I met a really fun person and I had a great time. No sleep was a good thing for a few days. Unfortunately there is no reasonable way to pursue that particular man since there is a big ocean in the way. C'est la vive! I resolved that I was ready to meet someone else. I was not just rejecting people because of him. Enjoying another guys company made me notice that I was free of all the weight and sadness! My friends think I must be hiding all my tears and that me really liking the guy I met is just a facade. The mutual friends don't say it but hey look at me like I've lost a puppy. I've been telling them that I am fine. I wonder when they will see it. Ha!

 

Week 8 & 9:

I wrote an incredibly long reply to mollers post and then made it into this thread. Other people do try to make me feel bad that I'm coping. (in response to mollers thread) In general people I love really don't understand my emotional side because I rarely show it.

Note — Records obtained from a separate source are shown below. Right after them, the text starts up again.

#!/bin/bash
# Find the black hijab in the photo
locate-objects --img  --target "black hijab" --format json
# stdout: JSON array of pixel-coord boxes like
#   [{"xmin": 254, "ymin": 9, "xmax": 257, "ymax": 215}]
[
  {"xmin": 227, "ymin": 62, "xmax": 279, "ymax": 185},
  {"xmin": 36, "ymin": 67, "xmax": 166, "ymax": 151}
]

I don't have responses that people expect. I don't mind much because it has always been this way for me. I couldn't be more grateful for LS. Without LS I would have had no where to turn.

 

I just have one lingering problem... I'm still not sleeping.

Posted

Great post, Charlotte. Thank you for sharing.

 

Have you tried to exercise before going to bed?

  • Author
Posted
Great post, Charlotte. Thank you for sharing.

 

Have you tried to exercise before going to bed?

I've tried everything from exercise to pills. I just sleep whenever it happens.

Posted

Reading in bed really helps me; nothing too deep, just some good escapism, it takes me off to another place and makes me tired.

  • Author
Posted
Reading in bed really helps me; nothing too deep, just some good escapism, it takes me off to another place and makes me tired.
I think I read too much. It doesn't make me tired anymore.